# VTI - Visioneering Technologies, Inc.



## System (26 February 2017)

Visioneering Technologies is a medical device company that was incorporated in 2008 in the US State of Delaware. Its head office is based in the US State of Georgia. The Company's principal activity is the design, manufacture, sale and distribution of its proprietary NaturalVue™ Multifocal 1 Day contact lenses for adults with Presbyopia (an age-related condition resulting in difficulty seeing near objects) and children with Myopia (difficulty seeing distant objects). 

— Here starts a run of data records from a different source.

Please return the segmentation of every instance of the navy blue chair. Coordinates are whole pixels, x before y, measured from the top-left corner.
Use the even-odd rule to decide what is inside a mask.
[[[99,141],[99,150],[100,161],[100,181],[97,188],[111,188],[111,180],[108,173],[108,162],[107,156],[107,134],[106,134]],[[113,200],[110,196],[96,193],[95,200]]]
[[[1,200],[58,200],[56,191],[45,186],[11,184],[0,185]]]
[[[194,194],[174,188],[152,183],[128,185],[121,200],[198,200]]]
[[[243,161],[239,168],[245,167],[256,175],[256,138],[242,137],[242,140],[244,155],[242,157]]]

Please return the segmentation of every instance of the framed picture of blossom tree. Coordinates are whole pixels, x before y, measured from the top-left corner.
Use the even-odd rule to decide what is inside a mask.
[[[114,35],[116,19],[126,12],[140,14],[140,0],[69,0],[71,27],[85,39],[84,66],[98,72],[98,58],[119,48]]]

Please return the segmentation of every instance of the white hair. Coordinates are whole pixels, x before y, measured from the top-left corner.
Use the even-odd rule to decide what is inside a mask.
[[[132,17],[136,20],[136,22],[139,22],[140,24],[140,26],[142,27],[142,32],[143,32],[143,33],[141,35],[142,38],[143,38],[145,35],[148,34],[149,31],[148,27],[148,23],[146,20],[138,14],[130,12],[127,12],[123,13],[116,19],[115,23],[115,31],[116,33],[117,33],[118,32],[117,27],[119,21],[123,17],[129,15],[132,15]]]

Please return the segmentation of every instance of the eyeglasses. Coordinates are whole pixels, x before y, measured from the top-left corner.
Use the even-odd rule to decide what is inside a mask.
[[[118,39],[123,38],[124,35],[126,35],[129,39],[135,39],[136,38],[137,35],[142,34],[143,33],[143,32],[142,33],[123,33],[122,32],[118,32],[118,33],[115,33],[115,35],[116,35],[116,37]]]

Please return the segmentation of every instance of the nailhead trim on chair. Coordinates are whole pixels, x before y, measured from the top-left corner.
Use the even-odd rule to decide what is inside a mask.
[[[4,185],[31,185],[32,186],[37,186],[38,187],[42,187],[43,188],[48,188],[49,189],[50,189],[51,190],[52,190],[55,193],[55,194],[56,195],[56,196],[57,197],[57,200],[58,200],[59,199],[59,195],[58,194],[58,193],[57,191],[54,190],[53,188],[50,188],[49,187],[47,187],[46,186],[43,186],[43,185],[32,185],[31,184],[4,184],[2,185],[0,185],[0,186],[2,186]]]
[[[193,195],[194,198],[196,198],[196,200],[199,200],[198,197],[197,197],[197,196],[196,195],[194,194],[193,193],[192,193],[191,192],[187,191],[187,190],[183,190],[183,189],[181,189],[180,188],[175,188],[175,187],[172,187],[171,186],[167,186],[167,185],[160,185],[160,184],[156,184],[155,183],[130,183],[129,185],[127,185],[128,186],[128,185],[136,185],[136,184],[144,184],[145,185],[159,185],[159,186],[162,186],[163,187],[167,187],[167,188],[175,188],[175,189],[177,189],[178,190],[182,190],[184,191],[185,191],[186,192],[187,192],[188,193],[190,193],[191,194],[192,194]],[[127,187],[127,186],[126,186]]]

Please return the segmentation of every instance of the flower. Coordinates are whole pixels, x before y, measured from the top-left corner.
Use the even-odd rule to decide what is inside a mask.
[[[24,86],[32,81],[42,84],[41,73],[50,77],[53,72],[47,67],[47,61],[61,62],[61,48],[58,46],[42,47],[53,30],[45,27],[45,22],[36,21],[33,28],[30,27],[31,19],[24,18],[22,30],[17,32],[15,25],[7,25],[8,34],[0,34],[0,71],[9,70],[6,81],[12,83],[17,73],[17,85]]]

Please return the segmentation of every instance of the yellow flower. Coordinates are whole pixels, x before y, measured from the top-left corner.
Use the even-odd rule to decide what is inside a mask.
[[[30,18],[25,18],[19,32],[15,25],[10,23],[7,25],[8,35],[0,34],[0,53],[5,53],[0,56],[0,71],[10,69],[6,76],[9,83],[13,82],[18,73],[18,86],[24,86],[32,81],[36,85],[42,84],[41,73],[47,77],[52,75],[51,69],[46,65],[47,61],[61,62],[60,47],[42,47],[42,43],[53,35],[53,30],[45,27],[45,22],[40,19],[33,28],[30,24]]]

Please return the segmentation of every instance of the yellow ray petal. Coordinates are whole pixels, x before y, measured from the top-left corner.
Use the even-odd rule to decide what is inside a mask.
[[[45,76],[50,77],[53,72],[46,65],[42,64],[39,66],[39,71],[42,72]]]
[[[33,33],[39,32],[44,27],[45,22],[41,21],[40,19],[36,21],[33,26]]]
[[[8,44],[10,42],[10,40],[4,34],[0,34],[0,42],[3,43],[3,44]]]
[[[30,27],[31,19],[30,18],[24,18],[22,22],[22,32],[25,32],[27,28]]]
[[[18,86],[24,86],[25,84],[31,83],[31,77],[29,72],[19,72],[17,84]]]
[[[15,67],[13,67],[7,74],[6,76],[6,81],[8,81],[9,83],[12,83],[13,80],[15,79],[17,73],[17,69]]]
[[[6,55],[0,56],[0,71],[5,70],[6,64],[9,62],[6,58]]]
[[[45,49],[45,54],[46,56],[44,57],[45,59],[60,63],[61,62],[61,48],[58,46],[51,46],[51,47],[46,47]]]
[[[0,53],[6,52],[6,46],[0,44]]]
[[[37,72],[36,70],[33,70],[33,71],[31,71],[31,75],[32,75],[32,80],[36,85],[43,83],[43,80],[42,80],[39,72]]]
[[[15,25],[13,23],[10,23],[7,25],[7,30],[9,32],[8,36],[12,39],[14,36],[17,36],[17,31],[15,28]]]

It is anticipated that VTI will list on the ASX during March 2017.

http://www.vtivision.com


----------



## verce (8 October 2019)

System said:


> Visioneering Technologies is a medical device company that was incorporated in 2008 in the US State of Delaware. Its head office is based in the US State of Georgia. The Company's principal activity is the design, manufacture, sale and distribution of its proprietary NaturalVue™ Multifocal 1 Day contact lenses for adults with Presbyopia (an age-related condition resulting in difficulty seeing near objects) and children with Myopia (difficulty seeing distant objects).
> 
> It is anticipated that VTI will list on the ASX during March 2017.
> 
> http://www.vtivision.com




“Net revenue in the September quarter 2019 grew by 25% quarter over quarter (QoQ) to US$1.5 million, and by 39% over the prior corresponding period (pcp), while cash received from customers grew by 30% QoQ and 47% over pcp. Shipments to US Eye Care Professionals (ECPs) grew by 15% QoQ and 58% over pcp.”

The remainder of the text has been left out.